The thoughts, images, or image sequences, which come to us during our inner journey may be straightforward statements which require very little interpretation. They may, on the other hand, be highly symbolized and displaced representations of something we cannot easily see. Nothing is more ornate than a dream and yet, attended to with a few simple rules, dreams too can take us straight to the feeling-centre of an issue. After reading this whole manual, you will be ready to read the Appendix, which contains a very short trip into the unravelling of these seemingly exotic communications.

- This image of my baby being killed keeps coming into my mind.

- Killed?

- Yeah, someone sneaks into her room and strangles her. It's horrible. Am I going crazy or something?

* * *

- Last night I dreamt about a little tiny frog which was run over by a great big truck.

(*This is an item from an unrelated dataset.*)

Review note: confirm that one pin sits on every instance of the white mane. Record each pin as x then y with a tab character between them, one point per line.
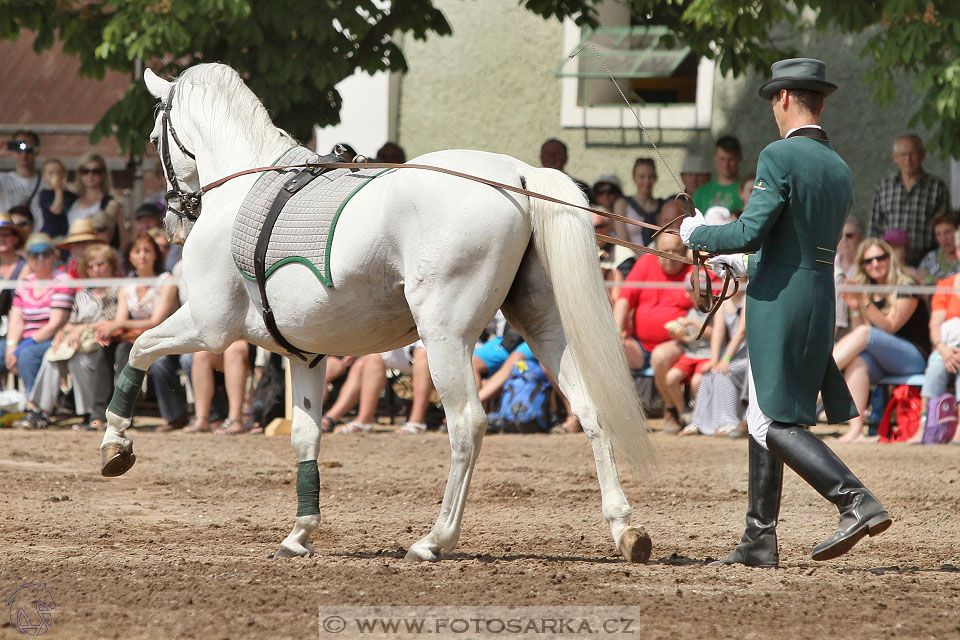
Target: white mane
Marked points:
230	108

HOW THE BRAIN ALERTS US TO ITS DISTRESS:

5. Unusual Behaviour

From time to time, we all find ourselves doing things that don't seem to make sense. Behaviour can range in its complexity all the way from multiple personality to simply hanging around with someone we never used to like. Whenever we do things which deviate from our usual routines, we may have something worth exploring. It is not my intention in this book to pursue this area in great depth. It deserves to be mentioned in passing, however, as something which may trigger our awareness to underlying difficulties.

- I think I had one of the strangest experiences that a woman can have last week.

- What was that?

- I went into the washroom in a restaurant. There was this guy standing in front of a urinal staring at me in surprise.

- So you were in the men's washroom?

- Yes. Why do you suppose I would make a mistake like that?

HOW THE BRAIN ALERTS US TO ITS DISTRESS:

6. Psychosomatic Illnesses

Again, I am not intending to pursue this topic to any great degree except to re-confirm that unresolved emotional distress does damage the physical body. Whether it be the asthma of an unhappy child (although not all asthma comes from unhappiness) or the ulcer of an adult whose needs have never been met, these breakdowns in bodily function are also excellent doorways into the unconscious.

- My husband hit me again last week and I had the strangest reaction. I simply couldn't catch my breath. My family doctor said that it was an asthma attack. I've never had asthma before in my life.